A senior academic is challenging government claims that more than 60 percent of Hong Kong people favor a Beijing-backed electoral reform proposal.
Dr. Chung Kim-wah, director of the Center for Social Policy Studies of the Hong Kong Polytechnic University, said most public opinion polls have shown about 30-40 percent of people are firmly against the idea.
That suggests there may not be as many people who support the proposal as claimed, Chung said.
Chung questioned the effectiveness of the government’s public relations campaign, saying slogans such as “take it first” and “once-in-a-lifetime opportunity” are not enough.
The highest affirmative rating for the proposal was 40 percent which came in a recent survey by the Chinese University of Hong Kong, the report said.
There has not been any affirmative rating above 60 percent, it said.
An internal government poll conducted earlier this year showed a 57 percent approval rating for the proposal but did not give the research method, according to media reports.

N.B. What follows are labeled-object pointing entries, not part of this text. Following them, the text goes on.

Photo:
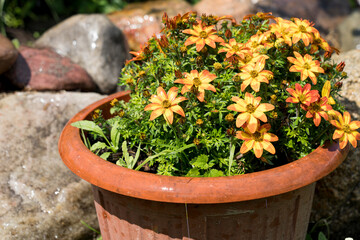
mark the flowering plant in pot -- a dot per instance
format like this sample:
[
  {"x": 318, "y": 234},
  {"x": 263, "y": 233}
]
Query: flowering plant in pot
[{"x": 211, "y": 97}]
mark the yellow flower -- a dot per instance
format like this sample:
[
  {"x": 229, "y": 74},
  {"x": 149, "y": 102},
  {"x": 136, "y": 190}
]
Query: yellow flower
[
  {"x": 251, "y": 110},
  {"x": 202, "y": 35},
  {"x": 253, "y": 75},
  {"x": 346, "y": 130},
  {"x": 318, "y": 109},
  {"x": 302, "y": 30},
  {"x": 198, "y": 83},
  {"x": 165, "y": 104},
  {"x": 258, "y": 41},
  {"x": 325, "y": 92},
  {"x": 113, "y": 102},
  {"x": 318, "y": 41},
  {"x": 258, "y": 141},
  {"x": 281, "y": 30},
  {"x": 306, "y": 66},
  {"x": 233, "y": 47}
]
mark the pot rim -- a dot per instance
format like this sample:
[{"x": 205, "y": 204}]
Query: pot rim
[{"x": 198, "y": 190}]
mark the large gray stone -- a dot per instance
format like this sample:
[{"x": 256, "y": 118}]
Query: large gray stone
[
  {"x": 337, "y": 196},
  {"x": 40, "y": 197},
  {"x": 94, "y": 43}
]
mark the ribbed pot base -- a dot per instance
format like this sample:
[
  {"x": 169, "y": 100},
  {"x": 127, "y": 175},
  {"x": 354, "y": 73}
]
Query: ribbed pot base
[{"x": 278, "y": 217}]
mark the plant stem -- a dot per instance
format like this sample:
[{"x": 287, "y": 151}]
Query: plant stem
[{"x": 2, "y": 26}]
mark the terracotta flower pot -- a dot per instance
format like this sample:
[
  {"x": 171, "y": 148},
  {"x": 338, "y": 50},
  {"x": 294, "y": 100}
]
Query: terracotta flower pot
[{"x": 271, "y": 204}]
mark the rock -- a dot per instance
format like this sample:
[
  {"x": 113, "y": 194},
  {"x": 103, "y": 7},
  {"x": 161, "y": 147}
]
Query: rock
[
  {"x": 139, "y": 21},
  {"x": 337, "y": 195},
  {"x": 40, "y": 197},
  {"x": 236, "y": 8},
  {"x": 8, "y": 54},
  {"x": 43, "y": 69},
  {"x": 349, "y": 32},
  {"x": 94, "y": 43}
]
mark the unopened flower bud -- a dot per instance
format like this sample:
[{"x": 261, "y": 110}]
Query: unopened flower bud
[
  {"x": 340, "y": 66},
  {"x": 199, "y": 122},
  {"x": 229, "y": 117},
  {"x": 183, "y": 49},
  {"x": 196, "y": 141},
  {"x": 142, "y": 136},
  {"x": 338, "y": 85},
  {"x": 230, "y": 131},
  {"x": 113, "y": 102},
  {"x": 178, "y": 74},
  {"x": 121, "y": 113},
  {"x": 237, "y": 78},
  {"x": 142, "y": 73},
  {"x": 146, "y": 93},
  {"x": 228, "y": 33}
]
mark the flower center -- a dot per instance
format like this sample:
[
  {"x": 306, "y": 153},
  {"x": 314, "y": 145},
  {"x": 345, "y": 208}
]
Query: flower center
[
  {"x": 258, "y": 137},
  {"x": 250, "y": 108},
  {"x": 254, "y": 73},
  {"x": 254, "y": 44},
  {"x": 302, "y": 29},
  {"x": 317, "y": 41},
  {"x": 302, "y": 98},
  {"x": 315, "y": 107},
  {"x": 203, "y": 34},
  {"x": 306, "y": 66},
  {"x": 346, "y": 128},
  {"x": 166, "y": 104},
  {"x": 236, "y": 48},
  {"x": 196, "y": 82}
]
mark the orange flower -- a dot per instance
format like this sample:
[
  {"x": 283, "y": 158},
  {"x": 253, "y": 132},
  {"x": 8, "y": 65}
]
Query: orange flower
[
  {"x": 251, "y": 110},
  {"x": 318, "y": 109},
  {"x": 258, "y": 41},
  {"x": 233, "y": 47},
  {"x": 302, "y": 30},
  {"x": 197, "y": 83},
  {"x": 306, "y": 66},
  {"x": 346, "y": 130},
  {"x": 258, "y": 141},
  {"x": 165, "y": 104},
  {"x": 281, "y": 29},
  {"x": 302, "y": 95},
  {"x": 202, "y": 35},
  {"x": 318, "y": 41},
  {"x": 325, "y": 92},
  {"x": 253, "y": 75}
]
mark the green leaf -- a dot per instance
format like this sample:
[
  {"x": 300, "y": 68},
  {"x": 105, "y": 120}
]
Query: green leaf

Chung said the government cannot simply assume that pro-democracy lawmakers will change their stance and support the plan based on its own poll.
Meanwhile, Civic Party leader Alan Leong said most Hong Kong people have made up their minds and a big swing in public opinion is unlikely before the proposal comes up before the Legislative Council.
Under a framework endorsed by China’s legislature, candidates for chief executive in 2017 need to get the support of at least half of the members of a selection panel to qualify for election by universal suffrage.